Trail’s Edge is a monumental new family home: a British Columbia house that conceals its substantial size through its immersive relationship with its natural surroundings in a wooded plot in Whistler.
Openspace Architecture designs this British Columbia house
Designed by North Vancouver’s Openspace Architecture, a practice founded in 1998 by Don Gurney and Eric Pettit, the new house is one of a series of spectacular residences the studio has built in the Pacific Northwest.
At 8,200 sq ft, the house occupies the southern part of a wedge-shaped plot south of Whistler Creek. The plan is tapered to follow the property line, with floor-to-ceiling glass looking out onto the trees and a relatively obscured and sober façade facing the public road, cloaking what is within.
The relationship with nature is emphasised by the decks that wrap around the forest façade. They are covered by a prow-like roof that sails off into the trees, and are supported by a row of tall steel columns that evoke the region’s arrow-straight cedar and pine trees.
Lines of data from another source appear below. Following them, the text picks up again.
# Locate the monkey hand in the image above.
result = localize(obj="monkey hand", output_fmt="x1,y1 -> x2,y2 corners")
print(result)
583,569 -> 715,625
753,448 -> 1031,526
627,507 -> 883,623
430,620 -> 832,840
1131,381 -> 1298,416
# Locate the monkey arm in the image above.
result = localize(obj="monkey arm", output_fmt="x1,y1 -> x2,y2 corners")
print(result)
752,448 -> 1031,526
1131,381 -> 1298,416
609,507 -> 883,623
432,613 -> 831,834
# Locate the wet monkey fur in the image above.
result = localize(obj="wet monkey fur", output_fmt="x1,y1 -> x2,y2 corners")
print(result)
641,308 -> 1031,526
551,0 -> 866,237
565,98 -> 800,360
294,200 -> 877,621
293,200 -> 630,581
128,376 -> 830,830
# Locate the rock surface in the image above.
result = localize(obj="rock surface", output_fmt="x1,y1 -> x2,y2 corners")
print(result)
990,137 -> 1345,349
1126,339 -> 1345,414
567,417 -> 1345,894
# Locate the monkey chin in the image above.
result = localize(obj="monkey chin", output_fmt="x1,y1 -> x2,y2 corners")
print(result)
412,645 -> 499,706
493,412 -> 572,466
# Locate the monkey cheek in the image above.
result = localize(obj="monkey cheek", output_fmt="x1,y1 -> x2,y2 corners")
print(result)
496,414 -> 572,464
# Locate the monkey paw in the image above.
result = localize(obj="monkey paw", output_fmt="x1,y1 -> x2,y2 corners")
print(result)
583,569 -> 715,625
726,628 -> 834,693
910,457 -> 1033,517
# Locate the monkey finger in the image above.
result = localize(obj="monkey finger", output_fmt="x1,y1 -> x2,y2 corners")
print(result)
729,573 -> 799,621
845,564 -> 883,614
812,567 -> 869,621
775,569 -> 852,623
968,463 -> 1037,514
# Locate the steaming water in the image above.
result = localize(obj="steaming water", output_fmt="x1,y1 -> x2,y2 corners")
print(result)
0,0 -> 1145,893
The lower deck wraps around the house and includes a hot tub and a fire pit, while the upper deck level is a more private space accessed from the principal bedroom suite.
Throughout the project, the architects have used chunky basalt stone cladding to define key areas of the interior and exterior, which contrast with the fine joinery used throughout for floors, ceiling, cabinetry and key pieces of furniture.
The architects describe this blend of solidity and openness as a way of achieving ‘the psychological comforts of shelter’. The interior is similarly subdivided, with thin wooden slat screens serving as partitions between the fluid series of main living rooms, which circulate around the main hallway.
These include a living and dining room, a family room, games room and office, with a downstairs guest suite and a dedicated space for ski storage and changing.
Upstairs there are five more ensuite bedrooms, with a double-height stairwell that rises up above the main entrance hall. The architects write that the ‘architecture immerses its inhabitants into the site’s environment and offers a calming remedy to the cacophony of urban life’.